Red squares being worn in Quebec these days had me thinking of branding lately. When you place a red square on your clothing you are using an abstract symbol to communicate a critical idea to an entire culture, society. When you wear branded clothing you are simply approving ideas completely outside of your self that have been created for mass consumption. The first is an expression of individuality that may require some courage, while the second one is an expression against individuality that requires conformity.
Saw this image on wikipedia earlier today.
It might be easy to get the idea that those apparently well dressed men standing on the rails are from the office checking out the daily goings on, but they are most likely foreman congregating over a certain problem or idea. It was fashionable for foremen to wear suits at even the dirtiest of jobs, a uniform that would remain popular in some workplaces until the second world war. It was a way of separating the real grunt workers from those with middle class aspirations, pro company men. And the photo also creates the illusion that there were more suited men than those up to their knees in cattle manure.

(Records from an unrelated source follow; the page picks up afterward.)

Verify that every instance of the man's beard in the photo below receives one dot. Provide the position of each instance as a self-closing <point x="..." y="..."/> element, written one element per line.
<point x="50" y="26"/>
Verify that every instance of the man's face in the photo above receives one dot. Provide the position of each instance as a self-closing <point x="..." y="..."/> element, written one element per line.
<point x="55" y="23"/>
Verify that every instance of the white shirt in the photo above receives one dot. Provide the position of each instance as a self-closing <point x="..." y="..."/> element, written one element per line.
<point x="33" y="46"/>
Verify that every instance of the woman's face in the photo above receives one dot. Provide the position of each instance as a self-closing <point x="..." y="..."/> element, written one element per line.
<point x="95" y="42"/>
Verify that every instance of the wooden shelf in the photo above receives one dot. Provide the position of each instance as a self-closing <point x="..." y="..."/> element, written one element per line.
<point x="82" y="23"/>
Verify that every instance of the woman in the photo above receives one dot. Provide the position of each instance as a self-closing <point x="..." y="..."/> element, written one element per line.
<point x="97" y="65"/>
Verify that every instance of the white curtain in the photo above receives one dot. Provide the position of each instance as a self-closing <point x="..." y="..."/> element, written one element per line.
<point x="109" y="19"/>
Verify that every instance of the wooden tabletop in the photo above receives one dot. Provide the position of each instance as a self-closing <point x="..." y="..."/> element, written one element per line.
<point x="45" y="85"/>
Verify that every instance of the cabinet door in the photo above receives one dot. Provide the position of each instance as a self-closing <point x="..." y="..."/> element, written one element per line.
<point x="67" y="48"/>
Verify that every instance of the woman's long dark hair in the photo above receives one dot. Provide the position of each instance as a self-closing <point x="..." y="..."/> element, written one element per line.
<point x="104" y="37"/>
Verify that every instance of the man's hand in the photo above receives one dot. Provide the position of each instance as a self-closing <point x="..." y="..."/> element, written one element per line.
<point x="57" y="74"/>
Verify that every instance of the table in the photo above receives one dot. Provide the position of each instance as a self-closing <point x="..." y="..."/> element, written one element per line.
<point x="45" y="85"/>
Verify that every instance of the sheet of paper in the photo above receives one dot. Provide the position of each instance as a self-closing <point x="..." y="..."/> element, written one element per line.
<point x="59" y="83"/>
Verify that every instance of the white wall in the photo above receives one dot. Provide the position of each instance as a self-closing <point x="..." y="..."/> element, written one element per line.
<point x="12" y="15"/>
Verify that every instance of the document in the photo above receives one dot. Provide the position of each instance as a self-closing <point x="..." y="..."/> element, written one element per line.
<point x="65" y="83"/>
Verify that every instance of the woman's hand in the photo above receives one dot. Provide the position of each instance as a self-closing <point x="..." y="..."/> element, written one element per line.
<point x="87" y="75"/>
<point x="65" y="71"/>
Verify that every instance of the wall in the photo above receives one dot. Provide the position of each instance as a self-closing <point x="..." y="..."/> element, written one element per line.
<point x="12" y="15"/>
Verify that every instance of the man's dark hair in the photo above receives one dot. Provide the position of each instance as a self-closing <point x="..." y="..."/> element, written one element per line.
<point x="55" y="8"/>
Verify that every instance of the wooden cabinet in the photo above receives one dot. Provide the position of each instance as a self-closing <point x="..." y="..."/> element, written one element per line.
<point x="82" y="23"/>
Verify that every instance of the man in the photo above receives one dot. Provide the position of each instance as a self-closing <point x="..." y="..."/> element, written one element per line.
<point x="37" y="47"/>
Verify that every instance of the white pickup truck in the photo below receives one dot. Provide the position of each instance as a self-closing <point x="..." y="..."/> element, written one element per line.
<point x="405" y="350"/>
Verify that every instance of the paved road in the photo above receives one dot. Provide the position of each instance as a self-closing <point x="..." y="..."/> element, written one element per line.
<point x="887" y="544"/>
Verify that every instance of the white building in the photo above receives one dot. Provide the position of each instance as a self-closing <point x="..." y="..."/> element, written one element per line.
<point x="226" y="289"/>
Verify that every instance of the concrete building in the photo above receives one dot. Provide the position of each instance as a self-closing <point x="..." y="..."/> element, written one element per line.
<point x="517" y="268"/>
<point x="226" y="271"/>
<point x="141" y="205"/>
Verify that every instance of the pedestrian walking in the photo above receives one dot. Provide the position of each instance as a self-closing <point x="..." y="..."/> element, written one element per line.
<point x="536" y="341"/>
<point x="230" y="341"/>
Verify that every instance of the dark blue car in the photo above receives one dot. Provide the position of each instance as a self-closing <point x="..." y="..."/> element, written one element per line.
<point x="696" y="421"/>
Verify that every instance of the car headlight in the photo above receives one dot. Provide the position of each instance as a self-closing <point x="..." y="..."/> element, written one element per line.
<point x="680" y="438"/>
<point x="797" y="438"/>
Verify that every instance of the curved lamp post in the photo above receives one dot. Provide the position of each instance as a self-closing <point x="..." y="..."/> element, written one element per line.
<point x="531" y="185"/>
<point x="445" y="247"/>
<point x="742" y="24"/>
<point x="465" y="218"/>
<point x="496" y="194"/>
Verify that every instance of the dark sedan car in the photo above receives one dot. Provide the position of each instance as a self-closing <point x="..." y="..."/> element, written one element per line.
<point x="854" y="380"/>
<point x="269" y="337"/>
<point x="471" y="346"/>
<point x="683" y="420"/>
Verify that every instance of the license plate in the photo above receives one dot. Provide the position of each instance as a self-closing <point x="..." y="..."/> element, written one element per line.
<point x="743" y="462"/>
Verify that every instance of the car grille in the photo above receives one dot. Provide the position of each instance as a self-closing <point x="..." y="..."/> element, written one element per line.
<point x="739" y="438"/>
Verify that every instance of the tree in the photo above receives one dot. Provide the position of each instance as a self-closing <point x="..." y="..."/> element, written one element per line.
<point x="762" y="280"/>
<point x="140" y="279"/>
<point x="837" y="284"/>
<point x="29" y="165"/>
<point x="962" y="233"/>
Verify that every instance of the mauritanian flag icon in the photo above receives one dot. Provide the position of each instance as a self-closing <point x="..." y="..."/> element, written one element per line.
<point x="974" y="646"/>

Can you imagine shoveling cow manure all day with the word ARMOUR dominating your viewpoint? And getting paid not even enough to feed a family of 4, thus forcing your spouse and children to work as they became able? Would you love the company?
Corporation hated unions then and they still hate them today.
Today we would wear ARMOUR t-shirts and and running shoes and whatever other products they would brand without paying any attention to what the company is really all about. We would wear them because other’s do and we desperately want to fit in, to pass for normal by the world around us.
“In its early years Armour sold every kind of consumer product made from animals: not only meats but glue, oil, fertilizer, hairbrushes, buttons, oleomargarine, and drugs made from slaughterhouse byproducts. Armour operated in an environment without labor unions, health inspections or government regulation. Accidents were commonplace. Armour was notorious for the low pay it offered its line workers. It fought unionization by banning known union activists and by breaking strikes in 1904 and 1921, employing African Americans and new immigrants as strikebreakers. The company did not become fully unionized until the late 1930s when the Meatpacking Union succeeded in creating an interracial industrial union as part of theCongress of Industrial Organizations (CIO).” From this wiki page.
It would be monumentally naive to believe that the corporations of today deal in better faith than those in operation before the advent of labour unions. The only reason unions exist today is because of laws. The Right Wing in the United States has been breaking unions, slowly but surely, for over 30 years. The rise of WalMart as a business model and union breaking is not a coincidence, because WalMart, for example, couldn’t work without cheap foreign labour. So the corporations are not on our side at all, they just want our money. Still, we allow ourselves to be branded, we wear the logo as if confirming our presence, as if all is well in the world, as if we LIKE demonstrating how superficial, shallow, and hopelessly uncritical we have become. And we dress our kids with brands that imply middleclassness. We accept wearing company names on our bodies and we accept what the corporations tell us through their political representatives. And we vote for the corporation that appeals to our sense of security, the one that promises to protect the middle class while actually eating away at it’s foundations. Look there! screams the thief while he picks your pocket.
We don’t just love Big Brother, we want to wear his clothes.